14919 rows in set (8.29 sec)

It seems to be generally OK (my computer is a bit slow - a former test resulted
about 7 seconds), but definitely expensive. For comparison, running the query
of Special:Shortpages on dewiki resulted:

482777 rows in set (6.19 sec)

Two questions:

  1. Should I define the caching in some other place?
  2. Is it the correct query, or it should be changed somehow?

Thanks.

attachment patch ignored as obsolete

I currently run the bot that has maintains en wikipedia's list of protected
pages for while now. Such a MW feature might be useful, but it will need
protection type filtering for:
*Semi-protected (edit)
*Full-protected (edit)
*Full-protected (move only)

Also, things like redirects and deleted pages (this one might be tricky) would
need to be filtered out. Deleted pages used to *flood* WP:PP until I added a
regexp xml filter check for each page (kind of tedious though) which also checks
for redirects while its at it.

Without these two sets of filters (protection type and redir/DP type) such a
page will be of very limited use on a large wikipedia site, likely not worth
being expensive. However this would be an effective replacement for WP:PP on
smaller wiki sites.

rotemliss wrote:

*** Bug 7575 has been marked as a duplicate of this bug. ***

cmhagar wrote:

As mentioned here,
http://mail.wikipedia.org/pipermail/wikitech-l/2006-October/039204.html, this
page should perhaps be restricted to sysops, at least for semi-protected pages.

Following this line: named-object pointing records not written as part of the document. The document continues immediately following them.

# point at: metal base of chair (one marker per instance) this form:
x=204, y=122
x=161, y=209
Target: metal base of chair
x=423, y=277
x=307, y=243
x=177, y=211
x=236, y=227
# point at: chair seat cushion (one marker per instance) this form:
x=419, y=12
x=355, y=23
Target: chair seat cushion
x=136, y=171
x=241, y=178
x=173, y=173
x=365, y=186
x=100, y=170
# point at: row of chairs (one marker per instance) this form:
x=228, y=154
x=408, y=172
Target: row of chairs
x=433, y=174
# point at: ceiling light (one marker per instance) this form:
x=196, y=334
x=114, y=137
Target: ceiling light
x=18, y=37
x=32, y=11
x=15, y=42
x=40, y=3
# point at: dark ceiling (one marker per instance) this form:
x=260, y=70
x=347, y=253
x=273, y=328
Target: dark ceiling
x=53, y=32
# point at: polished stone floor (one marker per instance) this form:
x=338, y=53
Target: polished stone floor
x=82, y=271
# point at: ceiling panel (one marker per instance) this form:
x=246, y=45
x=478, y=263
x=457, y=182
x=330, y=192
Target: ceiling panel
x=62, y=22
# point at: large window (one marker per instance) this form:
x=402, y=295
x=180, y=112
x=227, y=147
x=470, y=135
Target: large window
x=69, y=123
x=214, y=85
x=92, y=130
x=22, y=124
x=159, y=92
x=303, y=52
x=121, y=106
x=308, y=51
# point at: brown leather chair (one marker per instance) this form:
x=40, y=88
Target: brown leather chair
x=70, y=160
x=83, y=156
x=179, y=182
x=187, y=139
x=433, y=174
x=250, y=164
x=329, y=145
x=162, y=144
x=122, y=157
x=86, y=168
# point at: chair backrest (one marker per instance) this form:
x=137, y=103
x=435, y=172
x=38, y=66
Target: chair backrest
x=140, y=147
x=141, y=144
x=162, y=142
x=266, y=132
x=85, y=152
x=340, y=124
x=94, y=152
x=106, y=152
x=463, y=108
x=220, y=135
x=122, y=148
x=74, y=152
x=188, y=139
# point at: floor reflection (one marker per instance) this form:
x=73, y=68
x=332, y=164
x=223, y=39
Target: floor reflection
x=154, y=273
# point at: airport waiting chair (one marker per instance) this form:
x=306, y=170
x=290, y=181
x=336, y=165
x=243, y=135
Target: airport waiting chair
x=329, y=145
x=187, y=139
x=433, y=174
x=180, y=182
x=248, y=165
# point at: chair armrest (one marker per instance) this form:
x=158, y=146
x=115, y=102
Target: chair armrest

Perhaps a page_len column or a joint query would help to allow filtering which
pages show on the list to avoid deleted pages from drowing all out.

rotemliss wrote:

Comment on attachment 2463
Patch

page.page_restrictions is no longer used (the table page_restrictions is used
instead). A new patch should be created.

rotemliss wrote:

Werdna added a special page, Special:Protectedpages, in r19561.